Try using static aggregation?

 

You must also make sure that ALL your ports in the bridge aggregation have the same config as the bridge aggregation itself.

 

 

Also make sure to use latest available firmware. 2208P01 is somewhat old by now since 2221P04 being the latest.

 

By the way, since you use IRF - whats your IRF config on each box and is the IRF working perfectly?

Hi All,

 

For Vince-Whirlwind:
PC can reach other devices on its subnet on the same switch and on differents, but it can't ping the gateway and routing doesn't work.

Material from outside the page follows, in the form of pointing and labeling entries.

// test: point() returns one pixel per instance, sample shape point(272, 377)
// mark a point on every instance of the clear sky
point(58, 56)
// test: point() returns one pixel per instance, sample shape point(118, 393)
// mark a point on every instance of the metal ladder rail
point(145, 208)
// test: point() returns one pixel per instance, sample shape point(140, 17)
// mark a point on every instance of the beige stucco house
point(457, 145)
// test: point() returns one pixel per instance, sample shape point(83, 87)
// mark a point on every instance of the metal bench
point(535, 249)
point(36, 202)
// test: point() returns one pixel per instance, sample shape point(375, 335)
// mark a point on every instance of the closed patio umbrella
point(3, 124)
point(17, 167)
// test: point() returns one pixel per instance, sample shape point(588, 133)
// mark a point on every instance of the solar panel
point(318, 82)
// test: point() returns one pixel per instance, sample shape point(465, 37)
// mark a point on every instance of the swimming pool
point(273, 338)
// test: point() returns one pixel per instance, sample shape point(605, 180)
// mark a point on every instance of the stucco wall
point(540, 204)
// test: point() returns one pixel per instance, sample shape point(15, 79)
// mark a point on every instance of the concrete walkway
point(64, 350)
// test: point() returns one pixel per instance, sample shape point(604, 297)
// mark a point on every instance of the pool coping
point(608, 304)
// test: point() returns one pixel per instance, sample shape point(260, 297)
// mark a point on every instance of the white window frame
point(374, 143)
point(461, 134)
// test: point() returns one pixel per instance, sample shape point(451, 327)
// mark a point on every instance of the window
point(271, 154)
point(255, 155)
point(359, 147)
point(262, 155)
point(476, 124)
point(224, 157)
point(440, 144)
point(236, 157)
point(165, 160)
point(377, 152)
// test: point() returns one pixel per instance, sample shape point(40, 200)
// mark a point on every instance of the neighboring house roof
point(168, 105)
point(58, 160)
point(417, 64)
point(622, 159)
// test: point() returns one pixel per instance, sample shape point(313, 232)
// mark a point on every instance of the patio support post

Today I've replicated the problem and:

• On the A5500 IRF (core switch, routing):
  MAC Address of the pc is identified on the right VlanID and the port entry is the right A5120 IRF Bridge Aggregation. In the ARP table right VLanID and right port of the Bridge Aggregation.
• On the A5120 IRF:
   MAC Address is identified on the right VlanID and the port is the GigabitEthernet where it's attached.

For Vetoll
I've not tried to use static, but on a LACP aggregation it's not mandatory to use a Dynamic?
I've checked one by one all the ports and all the BAGG and the configurations matches

I want to specify that I have other bridge aggregations connected with the A5500 IRF: a C7000 Flex-10 aggregation, an A5820 IRF switches aggregation, a Procurve 2915 aggregation and they work without problems.

 

So, now I will try to recreate from scratch one BAGG between one of the A5120 IRF and the A5500 IRF, if it doesn't work I will open a case in HP and I will post the solution.